If you could source a pulley and graft it onto a tensioner it might work. You would need a strong spring for proper tension methinks.


----------



## mack_turtle (Jan 6, 2009)

I have worked on a few belt drive bikes and I am aware of the special tool you're supposed to use to check the belt tension. it has to be within a specific range, but _I suspect that is for internal gear hubs to work_. I cannot say with certainty that singlespeed drivetrains require the same amount of precision.


----------



## Cotharyus (Jun 21, 2012)

mack_turtle said:


> I have worked on a few belt drive bikes and I am aware of the special tool you're supposed to use to check the belt tension. it has to be within a specific range, but _I suspect that is for internal gear hubs to work_. I cannot say with certainty that singlespeed drivetrains require the same amount of precision.


The tension range is for the belt itself. There are also certification processes that frames have to go through to be approved by Gates for belt drive use - there are very specific limits to how much the frame is allowed to flex, because the belt can (and will) walk off the pulleys. Cogs. The...things that it turns on. Maybe Andrea will pop in and comment on this. Barring that, she talks about some of the challenges of belt drives on a recent JRA episode. She's a mechanic and a Gates sponsored single speed racer, so she kinda knows her stuff.


----------



## mack_turtle (Jan 6, 2009)

thank you for clarifying. yeah, I would *not *mess around with putting a belt drive on a bike that was not designed for it.

look at the Trek Stache- people reporting that chains are popping off of singlespeed drivetrains under load because the chainstays flex too much. I'll bet the problem woud be much worse with a belt.


----------



## WillTheGreat (Aug 26, 2010)

SeaBass_ said:


> If you could source a pulley and graft it onto a tensioner it might work. You would need a strong spring for proper tension methinks.


Yes you would need significantly more tension than a typical single speed chain tensioner could provide. It would need to be pretty big and heavy to work, so not very practical. To give a sense of scale, I would guess it may need to be as big as an engine timing belt tensioner.


----------



## Velobike (Jun 23, 2007)

mack_turtle said:


> thank you for clarifying. yeah, I would *not *mess around with putting a belt drive on a bike that was not designed for it.
> 
> look at the Trek Stache- people reporting that chains are popping off of singlespeed drivetrains under load because the chainstays flex too much. I'll bet the problem woud be much worse with a belt.


I can speak to that. I have been fiddling around with belt drive for over 20 years. First efforts were with V-belts. 

A bike designed for a chaindrive does not need the same precision that a belt drive bike needs with respect to the chainline. Also part of the 'feel' of a bike is actually down to a bit of lateral flex in the chainstays. This feature is not a problem on a bike using derailleurs which have guides to keep the chain on the sprockets.

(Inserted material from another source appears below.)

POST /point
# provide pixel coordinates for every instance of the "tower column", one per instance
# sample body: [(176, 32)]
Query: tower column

I have attempted conversions on a number of bikes, about half were failures. Those that did work were generally designed for singlespeed use so the chainstays tended to have less lateral flex - there's no guides to keep the chain on.

As for tension, I ignored the guidelines for tension because I felt that I would be sacrificing the bearings on the BB and the wheel by chasing optimum belt tension. I found that with a perfect chainline I could use tension only slightly more than a chain on a bike with a hubgear. On a singlespeed i found that more tension was needed which was unacceptable to me, but the problem was solved by the use of a snubber at the 7 o'clock position. The snubber being positioned about 1mm above the belt so it only came into play if the belt started to rise on the sprocket.

I never went past the first version of the Gates belts because I felt I was chasing an illusory benefit, but I am sure the later version with its better tracking probably gets rid of most of the problems.

A singlespeed with a belt drive is remarkably silent. You start hearing little noises on your bike you never noticed before. However at the moment I would only consider it for a bike used mainly for road or gravel, ie clean riding.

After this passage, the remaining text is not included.